Group performance for the first half was ahead of the prior corresponding period, with a strong net profit after tax result of $52.6 million, representing an 11.2 percent increase over the prior corresponding period.
The Board has authorised an interim dividend of 7 cents per share, representing a pay-out ratio of 74 percent of normalised NPAT, but in light of the company’s strengthening financial position, its directors have decided to introduce an increased target pay-out ratio of 60 percent to 80 percent of normalised net profit after tax in the future.
Highlights of the H1-2013 report include:
* A marginal drop in EBIT to $95.4 million
* 7.5 percent decrease in total revenue to $384.2 million largely reflecting fewer scheduled game releases in Japan, compared to the prior corresponding period. Across the balance of the Group’s major markets, half-on-half revenues remained strong.
* A significant saving in interest expense, showing the benefit of the Group’s focus on reducing debt levels; debt now stands at $185.1 million.
* A drop in operating cash flow of 40.8 percent, predominately reflecting decreased Japan revenues and the timing of Japan game releases in the current year. In addition, the business continued to invest in gaming operations, undertook two acquisitions during the reporting period, funded dividends and further reduced debt;
CEO and managing director, Jamie Odell, said “Our half year results demonstrate that Aristocrat’s fundamentals are continuing to improve, with our fourth consecutive period of double-digit NPAT growth, strong operational performance led by compelling games and ongoing cost discipline.

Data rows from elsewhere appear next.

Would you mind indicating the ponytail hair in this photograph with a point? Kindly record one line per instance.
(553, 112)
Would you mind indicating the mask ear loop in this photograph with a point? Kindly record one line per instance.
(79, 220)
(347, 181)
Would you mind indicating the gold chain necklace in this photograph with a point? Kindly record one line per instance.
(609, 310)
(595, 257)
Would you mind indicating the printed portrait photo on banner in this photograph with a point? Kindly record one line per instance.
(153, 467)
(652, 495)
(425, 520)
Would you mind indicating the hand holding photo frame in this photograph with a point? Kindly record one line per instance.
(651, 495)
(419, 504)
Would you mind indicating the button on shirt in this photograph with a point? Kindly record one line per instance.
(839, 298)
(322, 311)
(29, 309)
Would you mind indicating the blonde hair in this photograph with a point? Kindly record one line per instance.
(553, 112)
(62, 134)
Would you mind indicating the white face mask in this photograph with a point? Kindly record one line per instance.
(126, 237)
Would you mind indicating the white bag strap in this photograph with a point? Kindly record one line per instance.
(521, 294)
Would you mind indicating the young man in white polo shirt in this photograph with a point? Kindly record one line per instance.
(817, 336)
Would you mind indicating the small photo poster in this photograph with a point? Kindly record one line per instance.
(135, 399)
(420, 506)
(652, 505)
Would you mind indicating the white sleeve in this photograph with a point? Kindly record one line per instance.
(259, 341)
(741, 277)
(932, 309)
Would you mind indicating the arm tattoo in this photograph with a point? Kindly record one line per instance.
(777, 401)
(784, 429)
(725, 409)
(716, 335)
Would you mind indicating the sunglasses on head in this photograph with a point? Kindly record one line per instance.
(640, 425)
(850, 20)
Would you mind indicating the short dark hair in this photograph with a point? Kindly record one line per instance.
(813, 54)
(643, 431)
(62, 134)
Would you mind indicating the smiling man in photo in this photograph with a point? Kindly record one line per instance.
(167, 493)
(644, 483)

“This positive momentum has allowed the business to refresh our strategy, fund acquisitions and invest in share-taking opportunities in both existing and emerging segments. We are fully focused on driving sustainable value and returns beyond our turnaround window.
“We expect second half NPAT performance to be broadly in line with the first half. This will deliver continued growth in normalised profit after tax over the full year to 30 September 2013 compared to the prior 12 months to 30 September 2012.
“We anticipate positive operational performance compared to the first half, partially offset by an increase in D&D investment as we ramp up spend to unlock opportunities in line with our strategy. This guidance assumes one further game release in Japan in the second half and the prevailing Australian to US dollar exchange rate.”